Наш бывший офицер, дабы морально возвыситься до своих убеждений, сократил свой ежедневный рацион вина, стал нормально одеваться и бриться каждый день. Он выходил на улицу, покупал «Боргезе», присоединялся в кафе к другим ностальгирующим типам и воображал с ними, какие славные свершения ожидали бы Империю, если бы Дуче, щедрая и доверчивая душа, не стал бы покровительствовать своему зятю, которого «слава Тебе, Господи, пустили в расход».

У мамы гора с плеч свалилась: и не только потому, что вместо того, чтобы изводить ее как в Понте Маммоло, он теперь жил своей химерой. Ему было плевать, что она кладет нам на тарелки, даже когда в конце месяца она экономила на ветчине, чтобы купить побольше чечевицы. Ему было не до нее, он бы даже одни консервы с удовольствием жрал, в память о своих похождениях в Эфиопии.
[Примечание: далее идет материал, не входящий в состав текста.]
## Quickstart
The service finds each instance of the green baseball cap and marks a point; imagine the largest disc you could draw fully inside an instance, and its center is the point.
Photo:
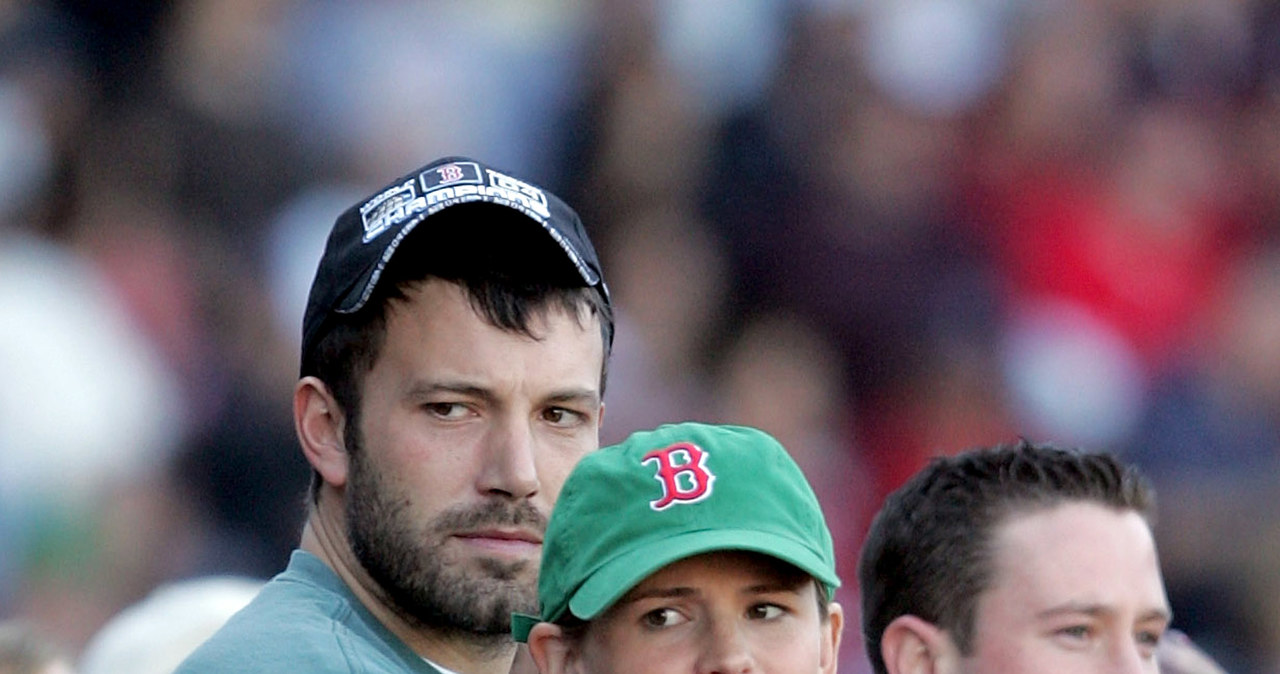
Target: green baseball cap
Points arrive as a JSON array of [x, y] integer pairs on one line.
[[668, 494]]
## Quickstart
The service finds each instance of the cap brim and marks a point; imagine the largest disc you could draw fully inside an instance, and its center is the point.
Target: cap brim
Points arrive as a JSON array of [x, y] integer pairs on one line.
[[620, 574]]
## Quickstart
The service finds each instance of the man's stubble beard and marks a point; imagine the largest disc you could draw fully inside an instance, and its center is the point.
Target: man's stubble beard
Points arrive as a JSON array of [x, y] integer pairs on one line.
[[471, 599]]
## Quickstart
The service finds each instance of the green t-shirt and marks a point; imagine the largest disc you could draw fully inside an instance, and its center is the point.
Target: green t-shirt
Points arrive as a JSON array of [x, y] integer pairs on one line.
[[305, 619]]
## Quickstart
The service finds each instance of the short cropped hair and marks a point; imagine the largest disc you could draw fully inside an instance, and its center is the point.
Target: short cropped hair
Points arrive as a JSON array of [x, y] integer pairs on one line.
[[507, 285], [929, 549]]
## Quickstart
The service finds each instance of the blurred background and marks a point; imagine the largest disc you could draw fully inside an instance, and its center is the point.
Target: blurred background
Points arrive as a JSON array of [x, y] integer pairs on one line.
[[880, 229]]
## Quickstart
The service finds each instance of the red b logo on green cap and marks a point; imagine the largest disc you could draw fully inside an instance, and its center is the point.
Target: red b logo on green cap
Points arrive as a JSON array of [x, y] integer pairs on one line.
[[682, 475]]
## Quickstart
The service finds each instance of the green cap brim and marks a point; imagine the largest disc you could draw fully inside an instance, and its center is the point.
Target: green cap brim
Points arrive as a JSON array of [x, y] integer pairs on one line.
[[626, 571]]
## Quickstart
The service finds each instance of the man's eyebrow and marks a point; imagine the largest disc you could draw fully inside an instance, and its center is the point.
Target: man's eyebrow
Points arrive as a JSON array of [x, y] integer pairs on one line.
[[1101, 609], [575, 395], [423, 389]]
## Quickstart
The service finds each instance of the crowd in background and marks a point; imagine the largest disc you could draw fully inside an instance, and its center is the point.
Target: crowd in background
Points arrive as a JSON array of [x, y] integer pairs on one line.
[[877, 229]]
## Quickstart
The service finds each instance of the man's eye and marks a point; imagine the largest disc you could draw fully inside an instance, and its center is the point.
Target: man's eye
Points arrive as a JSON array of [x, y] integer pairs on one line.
[[446, 409], [661, 618], [766, 611], [1075, 632], [1150, 637], [558, 416]]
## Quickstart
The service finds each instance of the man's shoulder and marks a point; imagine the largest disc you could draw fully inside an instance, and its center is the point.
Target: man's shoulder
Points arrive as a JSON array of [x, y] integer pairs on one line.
[[301, 622]]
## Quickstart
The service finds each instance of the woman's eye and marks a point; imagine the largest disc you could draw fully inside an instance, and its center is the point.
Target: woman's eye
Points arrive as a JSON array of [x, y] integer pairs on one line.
[[659, 618], [766, 611]]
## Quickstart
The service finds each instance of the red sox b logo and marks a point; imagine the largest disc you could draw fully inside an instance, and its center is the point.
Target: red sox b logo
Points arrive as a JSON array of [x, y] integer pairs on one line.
[[682, 475]]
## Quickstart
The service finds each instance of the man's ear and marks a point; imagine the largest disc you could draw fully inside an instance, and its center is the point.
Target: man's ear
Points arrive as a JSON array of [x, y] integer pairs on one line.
[[912, 645], [552, 651], [320, 426], [831, 638]]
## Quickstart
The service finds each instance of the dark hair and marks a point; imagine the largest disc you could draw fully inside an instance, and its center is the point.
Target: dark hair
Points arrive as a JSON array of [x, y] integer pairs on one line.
[[929, 549], [508, 278]]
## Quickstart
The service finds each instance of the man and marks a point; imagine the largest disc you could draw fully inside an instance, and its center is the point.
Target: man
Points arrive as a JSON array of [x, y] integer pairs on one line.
[[1014, 559], [453, 365], [686, 549]]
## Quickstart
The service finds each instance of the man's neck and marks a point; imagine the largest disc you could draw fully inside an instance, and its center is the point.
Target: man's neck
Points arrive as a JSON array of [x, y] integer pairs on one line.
[[325, 537]]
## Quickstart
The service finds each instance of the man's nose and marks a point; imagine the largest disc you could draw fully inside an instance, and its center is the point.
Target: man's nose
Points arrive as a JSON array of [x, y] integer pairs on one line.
[[510, 467], [727, 651]]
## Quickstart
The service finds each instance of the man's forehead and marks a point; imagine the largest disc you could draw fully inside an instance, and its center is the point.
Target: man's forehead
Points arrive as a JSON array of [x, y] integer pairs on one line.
[[1080, 553]]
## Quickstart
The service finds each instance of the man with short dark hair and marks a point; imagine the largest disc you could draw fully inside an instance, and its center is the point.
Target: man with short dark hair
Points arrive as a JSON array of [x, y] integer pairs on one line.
[[453, 365], [1015, 559]]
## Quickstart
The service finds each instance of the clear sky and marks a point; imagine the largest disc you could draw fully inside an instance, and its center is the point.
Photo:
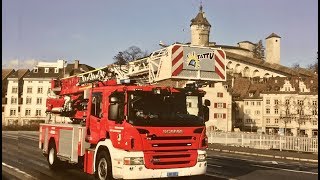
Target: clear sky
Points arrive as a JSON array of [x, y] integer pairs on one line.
[[94, 31]]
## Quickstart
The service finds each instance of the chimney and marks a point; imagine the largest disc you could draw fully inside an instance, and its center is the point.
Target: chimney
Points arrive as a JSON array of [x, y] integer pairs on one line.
[[76, 64]]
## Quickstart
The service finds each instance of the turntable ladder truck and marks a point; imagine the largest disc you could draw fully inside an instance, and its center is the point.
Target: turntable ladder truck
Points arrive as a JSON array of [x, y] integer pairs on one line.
[[125, 126]]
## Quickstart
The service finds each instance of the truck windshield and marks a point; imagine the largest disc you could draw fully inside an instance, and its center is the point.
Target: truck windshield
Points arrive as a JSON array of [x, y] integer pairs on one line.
[[176, 109]]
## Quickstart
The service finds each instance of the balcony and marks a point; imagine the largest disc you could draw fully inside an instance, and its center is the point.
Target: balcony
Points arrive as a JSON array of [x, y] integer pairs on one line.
[[4, 100]]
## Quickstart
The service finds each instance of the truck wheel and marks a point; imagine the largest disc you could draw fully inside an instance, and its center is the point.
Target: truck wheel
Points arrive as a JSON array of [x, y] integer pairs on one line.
[[52, 158], [103, 166]]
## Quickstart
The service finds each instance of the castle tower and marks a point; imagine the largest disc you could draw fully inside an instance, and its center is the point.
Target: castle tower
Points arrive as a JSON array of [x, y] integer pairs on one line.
[[273, 49], [200, 29]]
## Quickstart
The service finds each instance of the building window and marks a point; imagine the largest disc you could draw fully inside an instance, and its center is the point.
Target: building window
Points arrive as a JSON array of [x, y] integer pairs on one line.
[[221, 105], [39, 100], [268, 111], [314, 112], [248, 120], [28, 100], [268, 121], [12, 112], [315, 103], [300, 102], [268, 101], [220, 115], [38, 112], [40, 90], [29, 90], [287, 101], [15, 90], [28, 112], [14, 100]]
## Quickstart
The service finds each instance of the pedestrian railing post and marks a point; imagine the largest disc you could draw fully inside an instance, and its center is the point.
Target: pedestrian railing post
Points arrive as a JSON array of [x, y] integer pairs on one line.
[[226, 139], [280, 143], [260, 141]]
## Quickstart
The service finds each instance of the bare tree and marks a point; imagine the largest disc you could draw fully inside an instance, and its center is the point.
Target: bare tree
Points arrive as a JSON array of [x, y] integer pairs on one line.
[[130, 54]]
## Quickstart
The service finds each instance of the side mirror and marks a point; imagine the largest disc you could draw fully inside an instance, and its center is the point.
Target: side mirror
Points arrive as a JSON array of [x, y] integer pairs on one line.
[[113, 99], [207, 102], [205, 113], [114, 113]]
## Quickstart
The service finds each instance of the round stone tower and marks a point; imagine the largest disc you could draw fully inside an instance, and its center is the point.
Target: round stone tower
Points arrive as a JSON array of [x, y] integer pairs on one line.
[[273, 49], [200, 29]]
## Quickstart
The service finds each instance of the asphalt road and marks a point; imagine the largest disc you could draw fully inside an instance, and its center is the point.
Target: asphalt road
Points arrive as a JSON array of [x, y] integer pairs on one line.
[[21, 159]]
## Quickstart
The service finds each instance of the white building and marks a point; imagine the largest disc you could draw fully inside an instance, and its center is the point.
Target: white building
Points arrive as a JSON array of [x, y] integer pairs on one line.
[[37, 85], [12, 111]]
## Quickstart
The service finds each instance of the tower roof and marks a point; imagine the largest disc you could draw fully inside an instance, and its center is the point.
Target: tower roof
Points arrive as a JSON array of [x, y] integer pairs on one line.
[[273, 35], [200, 19]]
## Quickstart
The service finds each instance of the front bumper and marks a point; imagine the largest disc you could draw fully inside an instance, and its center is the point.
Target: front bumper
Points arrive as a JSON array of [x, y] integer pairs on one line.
[[141, 172]]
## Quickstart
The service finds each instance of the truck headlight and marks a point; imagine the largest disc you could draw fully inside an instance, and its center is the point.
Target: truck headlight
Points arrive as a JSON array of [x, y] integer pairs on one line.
[[133, 161], [202, 157]]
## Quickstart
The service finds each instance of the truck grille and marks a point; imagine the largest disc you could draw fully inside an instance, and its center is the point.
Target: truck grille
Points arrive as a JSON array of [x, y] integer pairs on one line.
[[170, 159], [170, 152]]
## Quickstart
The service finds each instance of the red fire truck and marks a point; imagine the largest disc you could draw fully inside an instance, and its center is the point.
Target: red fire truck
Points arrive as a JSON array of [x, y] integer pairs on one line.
[[123, 129]]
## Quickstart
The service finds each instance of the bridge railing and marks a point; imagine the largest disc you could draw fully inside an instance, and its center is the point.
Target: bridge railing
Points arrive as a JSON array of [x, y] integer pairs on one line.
[[262, 141]]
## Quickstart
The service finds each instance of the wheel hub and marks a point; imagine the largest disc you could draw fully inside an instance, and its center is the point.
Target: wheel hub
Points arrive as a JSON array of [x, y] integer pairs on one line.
[[102, 169]]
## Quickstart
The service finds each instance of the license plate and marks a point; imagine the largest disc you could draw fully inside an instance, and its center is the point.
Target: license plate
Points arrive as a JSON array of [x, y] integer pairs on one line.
[[172, 174]]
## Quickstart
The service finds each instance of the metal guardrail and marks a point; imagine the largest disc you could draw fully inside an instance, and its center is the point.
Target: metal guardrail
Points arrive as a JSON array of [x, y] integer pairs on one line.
[[261, 141]]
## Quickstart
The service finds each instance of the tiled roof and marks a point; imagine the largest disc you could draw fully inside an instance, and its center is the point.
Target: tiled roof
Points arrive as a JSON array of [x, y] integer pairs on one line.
[[246, 42], [19, 73], [269, 66], [6, 73], [244, 86], [200, 19], [273, 35]]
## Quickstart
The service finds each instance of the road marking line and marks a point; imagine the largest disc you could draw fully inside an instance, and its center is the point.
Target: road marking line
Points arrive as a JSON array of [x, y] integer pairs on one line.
[[19, 171], [284, 169], [213, 165], [219, 176]]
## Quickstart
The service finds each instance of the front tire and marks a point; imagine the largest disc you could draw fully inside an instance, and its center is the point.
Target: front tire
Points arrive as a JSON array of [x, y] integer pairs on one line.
[[103, 166], [52, 158]]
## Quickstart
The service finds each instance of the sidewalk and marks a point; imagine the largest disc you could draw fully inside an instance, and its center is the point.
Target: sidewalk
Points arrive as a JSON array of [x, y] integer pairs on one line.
[[307, 157]]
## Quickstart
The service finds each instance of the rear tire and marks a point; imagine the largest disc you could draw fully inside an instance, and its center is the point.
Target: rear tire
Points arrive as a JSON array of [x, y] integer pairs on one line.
[[103, 166], [53, 161]]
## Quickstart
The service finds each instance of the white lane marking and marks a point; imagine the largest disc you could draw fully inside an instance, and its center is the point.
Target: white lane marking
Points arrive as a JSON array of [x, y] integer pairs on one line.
[[213, 165], [19, 171], [223, 177], [284, 169]]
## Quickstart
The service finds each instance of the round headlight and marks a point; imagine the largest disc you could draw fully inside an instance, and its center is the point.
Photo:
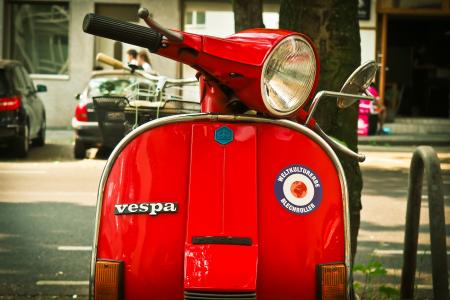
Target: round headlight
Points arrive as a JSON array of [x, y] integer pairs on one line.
[[288, 75]]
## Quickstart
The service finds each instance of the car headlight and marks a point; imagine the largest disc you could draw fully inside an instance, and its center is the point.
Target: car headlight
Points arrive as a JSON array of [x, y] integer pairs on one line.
[[288, 75]]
Она видела, как к нему возвращается вкус к жизни, и ей становилось легче на сердце. Как бы далека она ни была от его жизни, она все равно была рада, что он нашел увлечение, друзей и силы, чтобы не деградировать и не отупеть.

Однажды мы возвращались с ней с рынка, и она удивленно и взволнованно заметила, что я только что в разговоре с ней назвал «папой» того, от кого она меня родила на свет тридцать три года назад. И тут мы, не сговариваясь, остановились, как вкопанные, перед переливавшейся на солнце витриной парфюмерного магазина. И оба молча посмотрели на электрическую бритву. Нам завернули ее в подарочную бумагу, и я сам взял ее из рук продавщицы и нес ее до самого дома, с непринужденным видом держа за золотистую ленточку этот совместный плод наших скромных сбережений.

28

Мы продолжали видеться с Серджо. Меня по-прежнему поражали его деструктивные способности и та ярость, с которой он изнашивал свои кроссовки. Даже «Пирелли», которые выдерживали, когда мы познакомились, три недели, теперь капитулировали вдвое быстрее. «Ты прикинь!» — говорил он мне, с гордостью демонстрируя новые дырки, и его совсем не задевало, что я встречаюсь с ним не только по дружбе, но и для того, чтобы завершить свой лингвистический практикум. Я заканчивал свой роман — теперь, когда у меня была отдельная комната, я каждое утро проводил за столом по три-четыре часа. Писал о своей жизни в Понте Маммоло. Плюс некоторые сцены, в которых я сам не принимал участия: кражи автомобилей, налеты, вооруженные нападения. Что было крайне неосторожно с моей стороны, поскольку эти истории, записанные с чужих слов, вскоре послужат почвой для обвинений в адрес их автора.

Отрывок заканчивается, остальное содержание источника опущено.